Il Ministro della Pubblica Istruzione Giuseppe Fioroni ha firmato, sentite anche le associazioni studentesche, l’Ordinanza Ministeriale sulle attività di recupero debiti.

Le attività di recupero dei debiti devono prevedere interventi di durata non inferiore a 15 ore. In aggiunta a questi si potrà utilizzare anche la quota del 20% delle ore
riservate all’autonomia delle scuole; è prevista la “sospensione” del giudizio per chi allo scrutinio finale di giugno riporti insufficienze e la formulazione del giudizio finale dopo il
superamento delle verifiche disposte dal Consiglio di classe entro l’inizio delle lezioni dell’anno scolastico successivo.

I punti principali in sintesi sono:

● Attività di recupero: sono parte integrante del lavoro scolastico, sono programmate dai consigli di classe.
● Tempi e modalità: le attività si realizzano durante tutto l’anno e le scuole hanno l’obbligo di attivare corsi di recupero individuando
le materie in cui gli studenti sono più carenti. Gli studenti sono tenuti alla frequenza a meno che le famiglie intendano non avvalersene e in questo caso dovranno comunicarlo
formalmente e per iscritto alla scuola.
Sia che ci si avvalga o no dei corsi gli studenti hanno l’obbligo di sottoporsi alle verifiche organizzate dal Consiglio di classe che mantiene comunque la titolarità del processo
valutativo: individuare carenze, obiettivi di recupero e certificazione del superamento.
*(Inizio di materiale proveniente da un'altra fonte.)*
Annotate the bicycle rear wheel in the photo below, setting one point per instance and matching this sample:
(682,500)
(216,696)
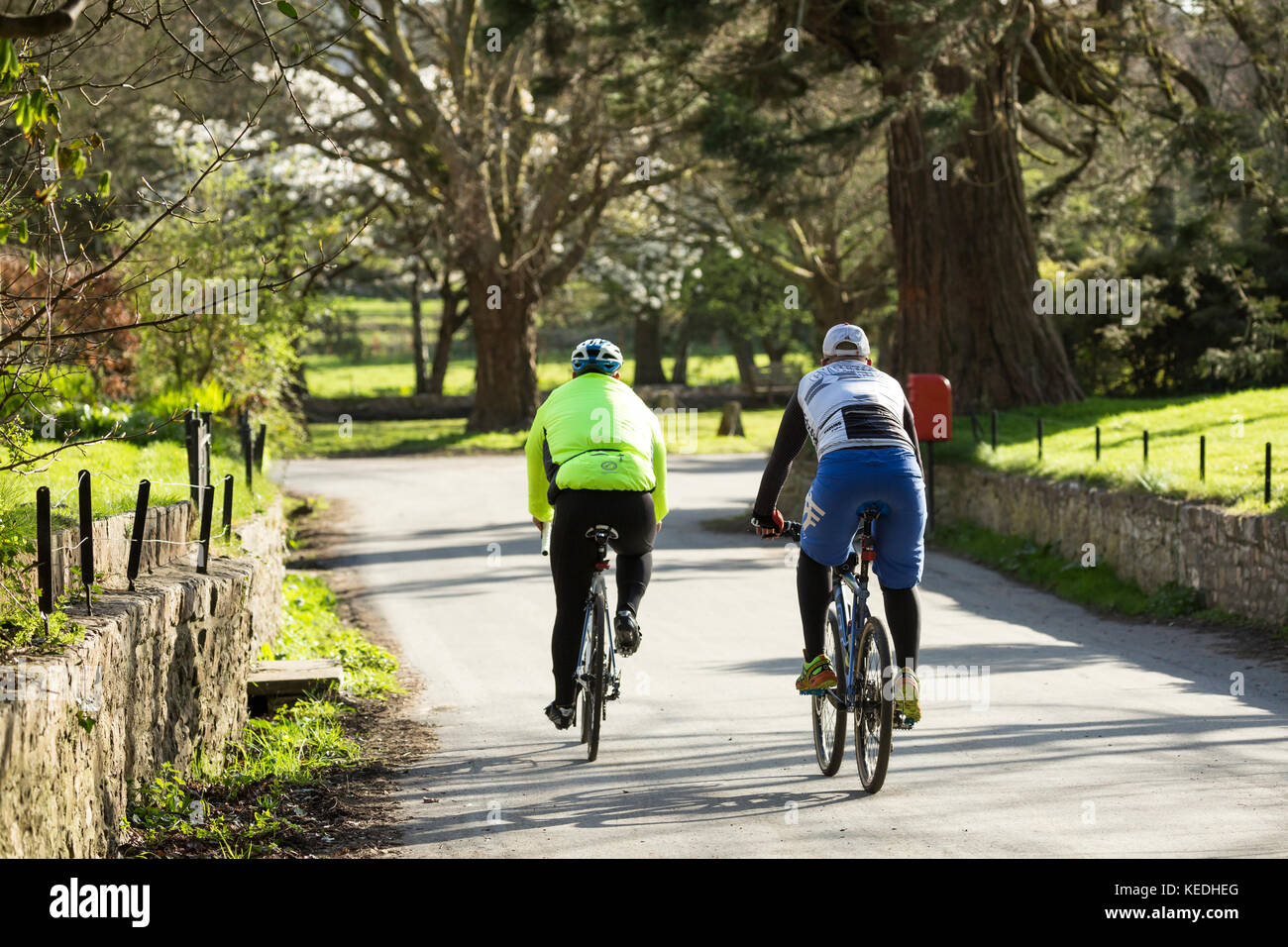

Al termine delle attività si effettueranno, dunque, le verifiche e le famiglie verranno avvisate
dei risultati.
● Per chi volesse optare per lo “studio individuale” è prevista l’attivazione di uno “sportello” di consulenza e assistenza che verrà
affidato a uno o più docenti: toccherà al consiglio di classe individuare gli insegnanti e le modalità.
● Le scuole potranno scegliere per il recupero anche modalità diverse e più innovative, utilizzando docenti della scuola o anche soggetti
esterni esclusi gli “enti profit”.
● Scrutinio finale: per chi, anche allo scrutinio finale, riportasse insufficienze, il Consiglio di classe valuterà la possibilità di un
ultimo appello e nell’albo dell’istituto verrà riportata l’indicazione “sospensione del giudizio”. Si predisporranno altri corsi e attività da realizzare nel corso
dell’estate.
Le verifiche finali, che si dovranno svolgere entro l’inizio delle lezioni dell’anno scolastico successivo, dovranno tener conto dei risultati conseguiti anche nelle altre fasi del percorso di
recupero.
Il consiglio di classe, quindi, delibera l’integrazione dello Scrutinio finale, sulla base di una valutazione complessiva dello studente, che si risolverà in ammissione o non ammissione
alla classe successiva.
● Le attività di recupero prevedono interventi di durata non inferiore alle 15 ore ciascuno. In aggiunta si potrà utilizzare anche la
quota del 20% del monte ore riservato all’autonomia scolastica.
Risorse: per i corsi di recupero sono stati stanziati, in questa prima fase, 210 milioni di euro. I docenti percepiranno un compenso di 50 euro lordi l’ora come previsto dal contratto.